"The More"
The wonderful logic of the communal ontology
Christo-logic, I suggest, is succinctly captured by the term “the more.” In precise terms, the principle of “the more” refers to the positive and mutually affirming relationship between the dimensions/distinctions that constitute being (self and other, grace and nature, heaven and earth, Creator and creation, etc.), so that:
(1) “The more” there is of one dimension (2) “the more” the others are affirmed in their integrity.
There is a positive, rather than a negative, correlation between distinct realities in Christ. “The more” applies only to terms/realities which are divine or of/from divinity; His inner life, His operation in the world, and His creatures. Our principle entails that—contrary to worldly logic—the more one term is revealed as significant and irreducible to any other, all the more essential is its relationship to each other term. Multiple extremities persist in peace, so that the Holy Trinity is both the most perfectly “one” and the most perfectly “many” in different mutually affirming senses (nature and person, respectively). Likewise, Christ is both perfect God and the most perfect Man, omnipotent Creator and finite creation. Communal ontology teaches us that—because being(s) is (are) not self-relational—the presence of the “other” is not only compatible with the uniqueness, irreducibility, and integrity of the self but the necessary correlative of the self’s very being. Contra Nietzsche, the (natural, i.e. non-fallen) nature of being is not to seize space from the other by asserting a self-determined end against all others to their exclusion. Rather, the nature of created (and divine) being is to give space, to make oneself receptive to the presence of the other in their autonomy and integrity. Christ is the perfect Man because, in His loving self-limitation, He freely makes space for creaturely freedom (through His human will) without compromising the eternal “making space” for His Father and the Spirit that He eternally realizes as the Divine Son. Indeed, He makes space for Man all “the more” as He makes space for God. Thus, Man becomes truly Himself only insofar as He makes space for God.
In many ways, I think the Reformation introduces a novel and profoundly un-Christian logic, one that implicitly sees a negative correlation between God and Man. For many of the Reformers, especially John Calvin, “the more” there is of Man the less there is of God. Hence, God’s creative act/will does not reach its fullness through synergy with human acts/will as in Orthodox and Catholic theology, but precisely through the total overtaking or determining the human will. God’s sovereignty, for Calvin, is expressed not in His ability to make space for created freedom but in His entirely self-asserted and self-determined will, which secures its glory precisely by excluding any real reciprocity between divine and human action.
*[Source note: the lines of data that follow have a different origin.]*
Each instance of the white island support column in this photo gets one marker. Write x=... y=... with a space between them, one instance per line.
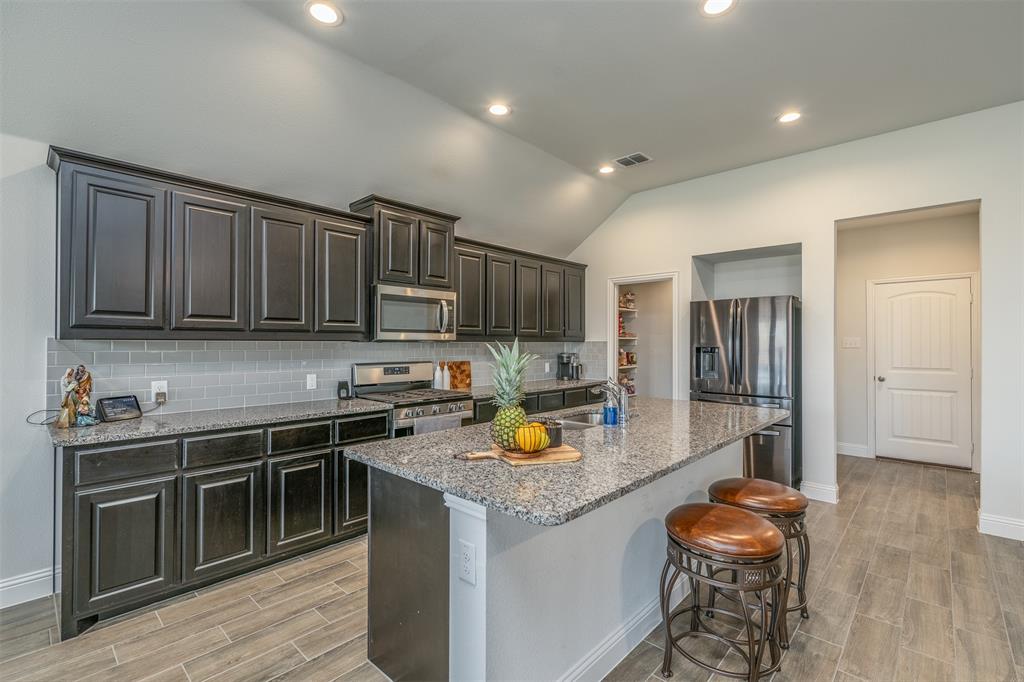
x=563 y=602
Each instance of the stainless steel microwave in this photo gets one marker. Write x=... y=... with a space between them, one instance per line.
x=404 y=313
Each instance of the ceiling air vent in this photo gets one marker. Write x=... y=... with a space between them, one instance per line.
x=633 y=160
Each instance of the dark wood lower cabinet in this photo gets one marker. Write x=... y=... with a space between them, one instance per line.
x=223 y=520
x=299 y=513
x=124 y=544
x=351 y=495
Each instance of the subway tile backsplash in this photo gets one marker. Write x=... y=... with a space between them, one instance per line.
x=207 y=375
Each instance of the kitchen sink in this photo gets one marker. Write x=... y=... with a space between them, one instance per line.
x=585 y=421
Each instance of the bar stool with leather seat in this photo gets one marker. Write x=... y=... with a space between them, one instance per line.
x=786 y=509
x=736 y=551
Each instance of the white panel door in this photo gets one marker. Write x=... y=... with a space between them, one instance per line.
x=923 y=371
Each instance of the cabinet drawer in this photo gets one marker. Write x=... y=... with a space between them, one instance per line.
x=298 y=436
x=105 y=464
x=363 y=427
x=576 y=397
x=205 y=451
x=553 y=400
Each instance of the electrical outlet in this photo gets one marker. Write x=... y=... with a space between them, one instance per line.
x=467 y=562
x=157 y=387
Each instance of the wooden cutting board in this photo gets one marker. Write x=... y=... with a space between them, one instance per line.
x=462 y=374
x=558 y=455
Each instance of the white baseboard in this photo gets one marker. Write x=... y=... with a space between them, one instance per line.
x=26 y=587
x=820 y=492
x=603 y=657
x=853 y=450
x=1004 y=526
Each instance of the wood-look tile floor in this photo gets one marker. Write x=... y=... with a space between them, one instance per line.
x=902 y=587
x=301 y=620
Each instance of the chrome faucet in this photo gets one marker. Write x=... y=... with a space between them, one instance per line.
x=622 y=397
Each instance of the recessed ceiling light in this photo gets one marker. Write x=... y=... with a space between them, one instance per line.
x=325 y=12
x=716 y=7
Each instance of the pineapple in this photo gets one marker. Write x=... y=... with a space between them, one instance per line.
x=508 y=370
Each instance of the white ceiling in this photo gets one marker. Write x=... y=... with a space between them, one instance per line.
x=590 y=81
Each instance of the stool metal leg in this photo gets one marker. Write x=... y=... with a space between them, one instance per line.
x=804 y=544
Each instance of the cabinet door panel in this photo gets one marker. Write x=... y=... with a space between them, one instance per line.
x=222 y=520
x=282 y=269
x=209 y=243
x=116 y=251
x=397 y=246
x=552 y=300
x=351 y=495
x=435 y=253
x=574 y=303
x=341 y=278
x=501 y=295
x=527 y=297
x=124 y=544
x=299 y=513
x=469 y=278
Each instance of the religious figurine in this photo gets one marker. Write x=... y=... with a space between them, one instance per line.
x=69 y=408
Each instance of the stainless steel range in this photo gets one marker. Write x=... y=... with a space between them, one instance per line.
x=407 y=387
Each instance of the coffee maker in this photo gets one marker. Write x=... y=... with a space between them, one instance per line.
x=569 y=367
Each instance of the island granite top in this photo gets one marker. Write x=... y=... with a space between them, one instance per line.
x=540 y=386
x=660 y=437
x=156 y=425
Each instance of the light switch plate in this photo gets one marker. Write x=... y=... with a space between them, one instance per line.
x=157 y=387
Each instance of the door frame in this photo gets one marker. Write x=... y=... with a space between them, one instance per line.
x=869 y=291
x=611 y=320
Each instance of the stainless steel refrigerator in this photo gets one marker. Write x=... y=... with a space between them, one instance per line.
x=747 y=351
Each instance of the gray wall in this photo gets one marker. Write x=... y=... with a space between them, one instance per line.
x=208 y=375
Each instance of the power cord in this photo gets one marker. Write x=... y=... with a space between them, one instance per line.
x=45 y=420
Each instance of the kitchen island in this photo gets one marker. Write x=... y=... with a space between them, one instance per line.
x=483 y=570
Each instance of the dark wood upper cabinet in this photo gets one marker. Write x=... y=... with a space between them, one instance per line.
x=527 y=297
x=469 y=285
x=125 y=547
x=574 y=312
x=282 y=269
x=209 y=275
x=112 y=250
x=398 y=247
x=551 y=276
x=223 y=520
x=415 y=245
x=299 y=513
x=342 y=292
x=436 y=240
x=501 y=295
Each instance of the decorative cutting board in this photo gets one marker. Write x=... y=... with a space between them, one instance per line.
x=558 y=455
x=462 y=374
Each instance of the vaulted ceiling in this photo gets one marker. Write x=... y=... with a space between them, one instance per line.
x=592 y=80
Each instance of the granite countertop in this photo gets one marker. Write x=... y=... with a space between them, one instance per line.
x=156 y=425
x=660 y=437
x=540 y=386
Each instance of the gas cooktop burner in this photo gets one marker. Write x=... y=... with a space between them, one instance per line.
x=417 y=395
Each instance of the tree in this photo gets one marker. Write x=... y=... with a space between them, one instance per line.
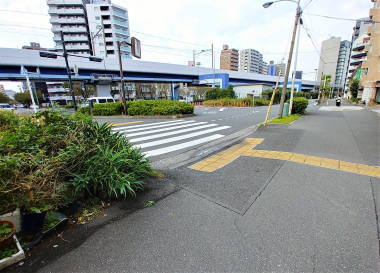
x=4 y=98
x=25 y=98
x=354 y=88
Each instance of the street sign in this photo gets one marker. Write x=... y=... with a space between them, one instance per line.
x=136 y=48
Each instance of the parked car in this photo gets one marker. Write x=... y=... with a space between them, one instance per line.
x=6 y=106
x=96 y=100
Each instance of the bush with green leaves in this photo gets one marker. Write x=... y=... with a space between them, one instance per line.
x=299 y=105
x=159 y=107
x=104 y=109
x=50 y=158
x=221 y=93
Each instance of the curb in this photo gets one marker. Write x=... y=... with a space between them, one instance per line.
x=200 y=152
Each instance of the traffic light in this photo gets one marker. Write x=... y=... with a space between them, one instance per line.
x=48 y=55
x=95 y=59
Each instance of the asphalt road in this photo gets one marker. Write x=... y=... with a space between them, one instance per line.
x=163 y=138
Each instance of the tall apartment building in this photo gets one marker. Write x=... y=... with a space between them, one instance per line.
x=69 y=16
x=90 y=27
x=272 y=69
x=280 y=69
x=334 y=60
x=371 y=75
x=252 y=61
x=229 y=58
x=108 y=24
x=342 y=64
x=361 y=27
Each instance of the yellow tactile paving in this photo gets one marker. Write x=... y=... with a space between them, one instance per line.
x=125 y=123
x=245 y=148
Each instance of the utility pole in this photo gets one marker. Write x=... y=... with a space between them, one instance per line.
x=68 y=72
x=121 y=77
x=295 y=69
x=31 y=93
x=288 y=66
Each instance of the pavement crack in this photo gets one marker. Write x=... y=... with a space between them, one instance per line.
x=263 y=188
x=376 y=212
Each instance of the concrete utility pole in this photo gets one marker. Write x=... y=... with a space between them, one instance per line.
x=295 y=69
x=65 y=55
x=122 y=89
x=288 y=66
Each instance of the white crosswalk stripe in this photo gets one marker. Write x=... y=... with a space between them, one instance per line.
x=165 y=137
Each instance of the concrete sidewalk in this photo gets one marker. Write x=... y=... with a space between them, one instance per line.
x=256 y=214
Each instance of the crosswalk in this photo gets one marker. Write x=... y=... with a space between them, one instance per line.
x=160 y=138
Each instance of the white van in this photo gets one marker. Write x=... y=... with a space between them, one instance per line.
x=96 y=100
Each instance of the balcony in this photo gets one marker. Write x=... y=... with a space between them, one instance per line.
x=120 y=14
x=74 y=38
x=67 y=20
x=65 y=2
x=69 y=29
x=122 y=32
x=77 y=11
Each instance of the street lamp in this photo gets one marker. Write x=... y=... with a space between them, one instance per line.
x=288 y=66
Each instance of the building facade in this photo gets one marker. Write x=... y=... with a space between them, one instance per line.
x=371 y=75
x=229 y=59
x=108 y=24
x=69 y=16
x=342 y=64
x=90 y=27
x=252 y=61
x=329 y=58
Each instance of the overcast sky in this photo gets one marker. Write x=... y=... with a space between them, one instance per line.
x=170 y=29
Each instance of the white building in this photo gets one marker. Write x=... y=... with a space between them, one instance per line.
x=252 y=61
x=108 y=23
x=249 y=90
x=69 y=16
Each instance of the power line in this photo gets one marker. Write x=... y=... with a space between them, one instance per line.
x=340 y=18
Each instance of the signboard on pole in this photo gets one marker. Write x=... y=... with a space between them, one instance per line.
x=136 y=48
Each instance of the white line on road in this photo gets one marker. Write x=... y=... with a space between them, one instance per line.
x=134 y=140
x=144 y=125
x=182 y=145
x=164 y=129
x=182 y=137
x=157 y=126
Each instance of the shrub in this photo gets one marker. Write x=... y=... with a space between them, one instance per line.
x=220 y=93
x=159 y=107
x=299 y=105
x=261 y=102
x=50 y=158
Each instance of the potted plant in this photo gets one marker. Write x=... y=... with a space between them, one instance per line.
x=7 y=230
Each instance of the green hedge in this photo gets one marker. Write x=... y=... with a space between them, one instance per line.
x=159 y=108
x=142 y=108
x=299 y=105
x=49 y=159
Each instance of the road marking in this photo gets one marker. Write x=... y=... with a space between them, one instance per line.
x=125 y=123
x=177 y=138
x=245 y=148
x=163 y=129
x=138 y=126
x=134 y=140
x=153 y=126
x=182 y=146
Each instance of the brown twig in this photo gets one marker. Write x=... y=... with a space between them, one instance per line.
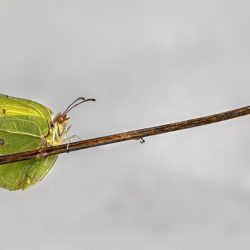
x=130 y=135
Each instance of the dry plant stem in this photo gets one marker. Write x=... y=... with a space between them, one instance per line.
x=130 y=135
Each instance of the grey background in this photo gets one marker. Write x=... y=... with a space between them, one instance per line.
x=146 y=63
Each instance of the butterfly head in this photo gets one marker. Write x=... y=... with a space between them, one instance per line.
x=59 y=127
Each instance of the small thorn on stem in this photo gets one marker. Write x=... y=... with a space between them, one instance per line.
x=141 y=140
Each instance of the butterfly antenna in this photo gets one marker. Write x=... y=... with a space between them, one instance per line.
x=77 y=102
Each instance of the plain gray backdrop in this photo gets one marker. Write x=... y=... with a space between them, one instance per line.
x=147 y=63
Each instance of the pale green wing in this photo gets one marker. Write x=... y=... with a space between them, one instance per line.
x=25 y=110
x=23 y=126
x=24 y=174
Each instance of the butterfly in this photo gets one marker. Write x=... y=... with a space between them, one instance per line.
x=28 y=125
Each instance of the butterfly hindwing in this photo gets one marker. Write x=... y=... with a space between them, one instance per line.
x=24 y=174
x=23 y=126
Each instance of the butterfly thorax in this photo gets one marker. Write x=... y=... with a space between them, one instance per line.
x=58 y=130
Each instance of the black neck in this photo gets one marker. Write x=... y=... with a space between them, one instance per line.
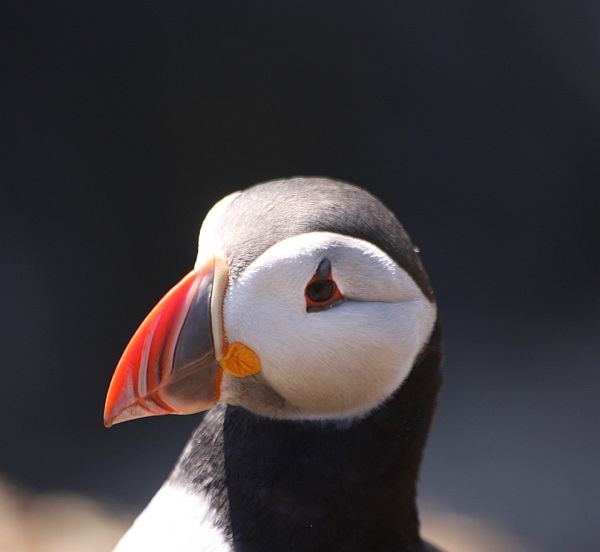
x=286 y=485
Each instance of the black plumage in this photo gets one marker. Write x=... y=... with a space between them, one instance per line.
x=306 y=485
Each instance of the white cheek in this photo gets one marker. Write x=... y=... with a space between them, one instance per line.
x=338 y=362
x=333 y=363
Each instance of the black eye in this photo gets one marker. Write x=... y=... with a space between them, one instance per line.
x=320 y=290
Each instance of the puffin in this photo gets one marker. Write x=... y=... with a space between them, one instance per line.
x=309 y=333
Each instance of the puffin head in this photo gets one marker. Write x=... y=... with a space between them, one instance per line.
x=307 y=301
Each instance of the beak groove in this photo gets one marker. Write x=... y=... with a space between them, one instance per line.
x=169 y=366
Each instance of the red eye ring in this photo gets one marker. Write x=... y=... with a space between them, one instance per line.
x=322 y=292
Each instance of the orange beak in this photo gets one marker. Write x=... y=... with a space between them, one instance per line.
x=170 y=365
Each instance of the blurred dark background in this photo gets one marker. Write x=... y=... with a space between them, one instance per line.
x=478 y=123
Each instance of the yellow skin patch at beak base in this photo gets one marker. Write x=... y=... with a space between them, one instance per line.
x=240 y=361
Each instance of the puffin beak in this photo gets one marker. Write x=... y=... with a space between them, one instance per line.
x=170 y=365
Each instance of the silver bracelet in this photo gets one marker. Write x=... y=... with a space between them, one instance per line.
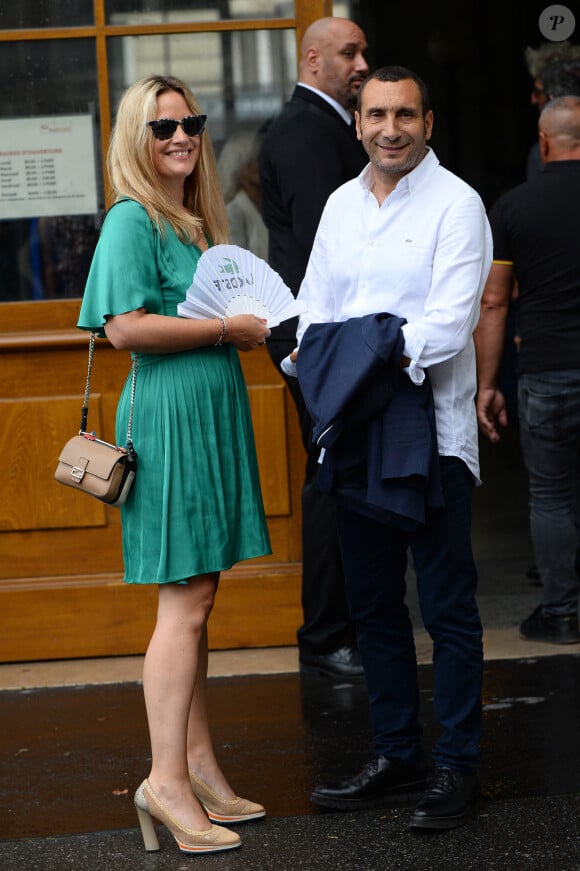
x=220 y=341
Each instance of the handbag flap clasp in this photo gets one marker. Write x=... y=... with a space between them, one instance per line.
x=78 y=470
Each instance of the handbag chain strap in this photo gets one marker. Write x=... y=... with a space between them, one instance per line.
x=85 y=408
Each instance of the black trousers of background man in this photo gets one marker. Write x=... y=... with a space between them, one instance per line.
x=327 y=626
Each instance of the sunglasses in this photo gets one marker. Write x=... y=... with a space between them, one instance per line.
x=165 y=128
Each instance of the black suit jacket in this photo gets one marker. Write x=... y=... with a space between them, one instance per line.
x=307 y=153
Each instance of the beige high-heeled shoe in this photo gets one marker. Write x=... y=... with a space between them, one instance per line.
x=148 y=805
x=224 y=810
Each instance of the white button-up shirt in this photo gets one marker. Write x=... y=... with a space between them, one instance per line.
x=424 y=255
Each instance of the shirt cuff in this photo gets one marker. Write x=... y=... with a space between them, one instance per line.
x=414 y=344
x=288 y=367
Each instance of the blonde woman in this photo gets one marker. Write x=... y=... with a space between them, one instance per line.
x=196 y=506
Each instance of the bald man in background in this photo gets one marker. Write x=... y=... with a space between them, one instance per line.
x=535 y=239
x=309 y=150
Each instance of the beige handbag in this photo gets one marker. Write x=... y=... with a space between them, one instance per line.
x=96 y=467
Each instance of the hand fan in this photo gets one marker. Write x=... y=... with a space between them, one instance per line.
x=230 y=280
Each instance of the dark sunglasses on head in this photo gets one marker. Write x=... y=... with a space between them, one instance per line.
x=165 y=128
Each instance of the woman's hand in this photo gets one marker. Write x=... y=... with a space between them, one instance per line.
x=246 y=332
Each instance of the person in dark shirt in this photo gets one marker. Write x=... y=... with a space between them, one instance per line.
x=535 y=233
x=309 y=151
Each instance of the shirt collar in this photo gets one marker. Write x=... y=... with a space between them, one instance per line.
x=346 y=116
x=411 y=180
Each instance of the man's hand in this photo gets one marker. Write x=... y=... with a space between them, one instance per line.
x=491 y=411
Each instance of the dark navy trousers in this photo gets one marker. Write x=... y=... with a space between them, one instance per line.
x=375 y=557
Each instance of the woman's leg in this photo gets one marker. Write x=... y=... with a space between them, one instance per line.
x=200 y=753
x=175 y=658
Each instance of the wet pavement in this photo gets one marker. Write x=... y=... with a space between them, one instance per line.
x=72 y=757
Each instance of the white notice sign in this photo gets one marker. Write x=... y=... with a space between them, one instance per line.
x=47 y=167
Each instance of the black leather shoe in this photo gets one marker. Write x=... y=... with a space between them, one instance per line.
x=344 y=662
x=551 y=629
x=446 y=801
x=382 y=781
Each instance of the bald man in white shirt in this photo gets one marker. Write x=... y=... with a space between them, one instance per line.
x=409 y=238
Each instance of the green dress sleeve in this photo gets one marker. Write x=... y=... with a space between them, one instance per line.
x=124 y=273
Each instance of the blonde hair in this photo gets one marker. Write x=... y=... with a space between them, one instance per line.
x=132 y=171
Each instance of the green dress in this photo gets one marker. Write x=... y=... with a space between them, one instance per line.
x=196 y=504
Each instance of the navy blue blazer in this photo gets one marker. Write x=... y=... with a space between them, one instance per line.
x=376 y=426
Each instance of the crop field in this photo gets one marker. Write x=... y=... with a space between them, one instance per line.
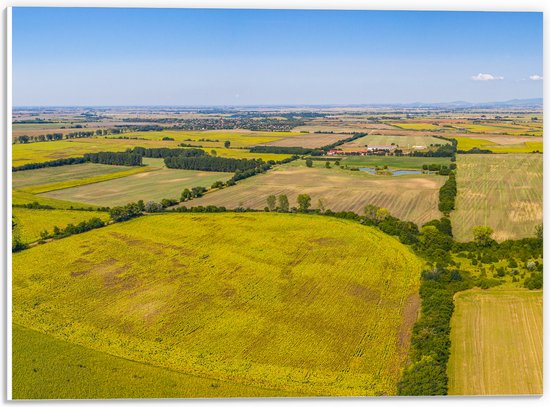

It is not only in soteriology that Protestant theology expresses “the less.” The same underlying logic appears wherever divine action is conceived as excluding, rather than elevating, created participation. Ecclesiology is thinned as the Church is reduced from a Spirit-indwelt body with a shared mind and history into a merely fallible assembly of individuals with faith in Christ; sacramentality is weakened as material realities are stripped of their capacity to mediate and radiant divine life; sanctity is flattened as saints are denied any real participation in God’s ongoing work of transforming the cosmos into His body. Again and again, the pattern repeats: where God acts, man must recede. Authority cannot be shared, holiness cannot be communicated, and grace cannot truly transform and confirm creaturely freedom without threatening divine sovereignty. The result is a theology in which God’s presence is safest when it remains external, unmediated, and unilateral, and in which creaturely agency is tolerated only as passive reception. Against this, an authentically incarnational and Trinitarian vision insists that God is not diminished by communion but revealed through it—that divine fullness is disclosed precisely in God’s ability to indwell, elevate, and act through human persons without remainder or rivalry.
Christ reveals that the more God is present, the more Man is as well. The more earth is formed and filled, the more it radiates heavenly light. The more God works His will in and through us, the more we are free. The more grace permeates nature, the more nature is fulfilled and confirmed rather than erased. The more we are raised into eternity, the more time is realized as what it truly is. The more we embrace death (in Christ), the more we receive eternal life.